Lima BPC secara tegas menyatakan penolakan terhadap MUSDALUB tersebut, yakni BPC HIPMI Kota Ternate, BPC HIPMI Halmahera Tengah, BPC HIPMI Halmahera Utara, BPC HIPMI Pulau Morotai, dan BPC HIPMI Kepulauan Sula. Mereka menilai pelaksanaan MUSDALUB tidak sesuai dengan Anggaran Dasar dan Anggaran Rumah Tangga (AD/ART) organisasi, serta tidak melalui mekanisme struktural yang sah dalam tubuh HIPMI.
Penolakan tersebut semakin menguat seiring munculnya dugaan keterlibatan Boy Sangaji dalam proses penyelenggaraan MUSDALUB. Sejumlah pihak internal HIPMI Maluku Utara menduga adanya peran aktif Boy Sangaji dalam mendorong terlaksananya kegiatan tersebut, meskipun tidak memiliki legitimasi struktural dalam organisasi.
Tak hanya itu, Boy Sangaji juga diduga melakukan intervensi terhadap internal HIPMI Halmahera Tengah, dengan melibatkan Bupati Halmahera Tengah, Ikram M. Sangaji. Dugaan tersebut mengemuka setelah adanya klaim bahwa beberapa pihak diperintahkan untuk menghadiri MUSDALUB dengan mengatasnamakan HIPMI Halmahera Tengah.

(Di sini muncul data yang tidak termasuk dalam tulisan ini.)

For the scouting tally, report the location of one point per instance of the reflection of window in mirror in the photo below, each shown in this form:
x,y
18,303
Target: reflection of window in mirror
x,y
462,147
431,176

Intervensi ini disebut-sebut ditengarai karena adanya kesamaan afiliasi partai politik antara Boy Sangaji dan Ikram M. Sangaji, sehingga memunculkan dugaan keterlibatan kekuatan eksternal dalam dinamika internal organisasi HIPMI Maluku Utara.

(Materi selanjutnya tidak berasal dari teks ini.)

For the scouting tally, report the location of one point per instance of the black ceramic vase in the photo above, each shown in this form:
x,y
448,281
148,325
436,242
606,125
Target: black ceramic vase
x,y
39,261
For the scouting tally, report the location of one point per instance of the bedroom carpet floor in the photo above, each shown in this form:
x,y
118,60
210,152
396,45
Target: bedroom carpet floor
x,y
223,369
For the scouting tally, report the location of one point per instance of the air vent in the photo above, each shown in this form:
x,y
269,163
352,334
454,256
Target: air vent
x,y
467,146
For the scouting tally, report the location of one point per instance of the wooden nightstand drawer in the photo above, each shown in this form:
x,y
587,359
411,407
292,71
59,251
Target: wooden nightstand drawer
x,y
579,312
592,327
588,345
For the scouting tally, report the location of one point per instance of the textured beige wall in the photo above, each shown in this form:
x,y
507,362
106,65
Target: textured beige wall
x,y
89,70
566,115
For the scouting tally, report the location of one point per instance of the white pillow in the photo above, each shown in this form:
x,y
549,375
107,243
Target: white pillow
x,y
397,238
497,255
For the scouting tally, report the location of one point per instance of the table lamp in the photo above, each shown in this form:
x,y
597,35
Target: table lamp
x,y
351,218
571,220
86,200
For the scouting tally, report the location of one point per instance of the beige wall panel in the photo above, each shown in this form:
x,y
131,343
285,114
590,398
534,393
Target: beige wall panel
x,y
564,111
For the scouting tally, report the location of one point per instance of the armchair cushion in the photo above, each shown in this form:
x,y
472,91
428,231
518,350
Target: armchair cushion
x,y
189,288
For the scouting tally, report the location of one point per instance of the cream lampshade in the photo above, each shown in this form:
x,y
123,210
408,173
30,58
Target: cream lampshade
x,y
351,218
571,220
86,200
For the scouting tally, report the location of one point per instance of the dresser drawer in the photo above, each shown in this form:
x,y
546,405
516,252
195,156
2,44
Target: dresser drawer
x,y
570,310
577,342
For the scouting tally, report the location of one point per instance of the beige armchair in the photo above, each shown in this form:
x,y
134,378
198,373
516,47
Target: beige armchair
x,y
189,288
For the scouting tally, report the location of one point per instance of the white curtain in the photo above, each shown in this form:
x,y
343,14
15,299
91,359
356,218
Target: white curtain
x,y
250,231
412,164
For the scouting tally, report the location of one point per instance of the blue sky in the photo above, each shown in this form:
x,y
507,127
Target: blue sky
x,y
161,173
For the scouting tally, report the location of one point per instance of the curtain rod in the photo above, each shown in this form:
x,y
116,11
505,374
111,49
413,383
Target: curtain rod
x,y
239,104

Sejumlah pengurus HIPMI di daerah menilai bahwa kekisruhan yang terjadi saat ini bukan semata konflik internal, melainkan akibat adanya campur tangan pihak-pihak eksternal yang mencoba memengaruhi arah organisasi.

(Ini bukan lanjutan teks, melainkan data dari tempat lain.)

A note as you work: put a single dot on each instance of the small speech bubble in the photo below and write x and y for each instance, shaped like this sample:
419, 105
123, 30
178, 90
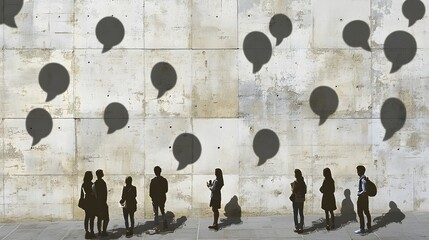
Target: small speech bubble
115, 117
266, 144
257, 49
400, 48
356, 34
323, 102
39, 124
109, 32
54, 79
393, 115
280, 27
413, 10
186, 149
8, 10
163, 77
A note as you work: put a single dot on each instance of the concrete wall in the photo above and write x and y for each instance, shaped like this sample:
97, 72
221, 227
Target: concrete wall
217, 98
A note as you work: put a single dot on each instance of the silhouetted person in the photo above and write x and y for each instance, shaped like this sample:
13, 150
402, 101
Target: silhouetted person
90, 204
158, 189
100, 189
328, 198
362, 203
299, 189
347, 208
129, 203
215, 200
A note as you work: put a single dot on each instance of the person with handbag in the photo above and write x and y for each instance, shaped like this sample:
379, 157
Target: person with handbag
87, 202
299, 189
129, 204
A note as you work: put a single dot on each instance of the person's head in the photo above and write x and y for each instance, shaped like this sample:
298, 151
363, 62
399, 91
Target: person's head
360, 170
327, 173
128, 180
87, 177
99, 173
157, 171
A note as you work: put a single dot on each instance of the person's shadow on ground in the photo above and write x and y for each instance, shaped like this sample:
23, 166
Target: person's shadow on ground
232, 213
347, 216
148, 226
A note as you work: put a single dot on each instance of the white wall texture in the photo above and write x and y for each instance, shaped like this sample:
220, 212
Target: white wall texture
217, 98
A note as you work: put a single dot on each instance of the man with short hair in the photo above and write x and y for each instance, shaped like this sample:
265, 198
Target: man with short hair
362, 203
157, 191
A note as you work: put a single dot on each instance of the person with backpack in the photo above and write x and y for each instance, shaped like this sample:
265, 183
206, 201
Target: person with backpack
362, 202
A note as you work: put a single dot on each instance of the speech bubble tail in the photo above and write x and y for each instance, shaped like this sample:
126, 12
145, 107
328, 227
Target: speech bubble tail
411, 22
322, 120
256, 68
388, 135
35, 141
395, 68
160, 93
106, 48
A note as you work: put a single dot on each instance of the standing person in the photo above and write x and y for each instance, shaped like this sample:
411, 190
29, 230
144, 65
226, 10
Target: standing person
328, 198
129, 203
158, 189
100, 189
362, 203
299, 189
90, 207
215, 200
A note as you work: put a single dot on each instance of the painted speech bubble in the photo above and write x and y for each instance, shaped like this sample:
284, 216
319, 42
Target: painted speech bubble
115, 116
39, 124
186, 149
54, 79
109, 32
163, 77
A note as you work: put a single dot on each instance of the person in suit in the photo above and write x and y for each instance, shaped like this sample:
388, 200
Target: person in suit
129, 203
328, 198
215, 200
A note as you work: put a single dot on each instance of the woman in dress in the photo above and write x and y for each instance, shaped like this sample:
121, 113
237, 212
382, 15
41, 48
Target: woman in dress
328, 198
215, 200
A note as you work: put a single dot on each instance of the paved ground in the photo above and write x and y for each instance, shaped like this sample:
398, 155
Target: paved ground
391, 226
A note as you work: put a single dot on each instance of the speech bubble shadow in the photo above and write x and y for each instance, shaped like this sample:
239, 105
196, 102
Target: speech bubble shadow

“HIPMI adalah organisasi pengusaha yang harus dijaga independensinya. Jika ada intervensi dari luar, apalagi dengan kepentingan politik, maka ini sangat berbahaya bagi marwah dan kredibilitas organisasi,” ujar salah satu pengurus BPC yang menolak MUSDALUB.
Hingga berita ini diturunkan, belum ada pernyataan resmi dari pihak Boy Sangaji maupun Bupati Halmahera Tengah, Ikram M. Sangaji, terkait tudingan tersebut. Sementara itu, pihak-pihak yang menolak MUSDALUB mendesak agar seluruh proses organisasi dikembalikan pada mekanisme konstitusional sesuai AD/ART HIPMI, serta meminta BPP HIPMI untuk bersikap tegas menjaga marwah organisasi dari intervensi pihak luar.
Kekisruhan ini menambah daftar panjang dinamika internal HIPMI Maluku Utara yang dinilai semakin kompleks, dan berpotensi mengganggu stabilitas organisasi jika tidak segera diselesaikan melalui mekanisme resmi dan konstitusional.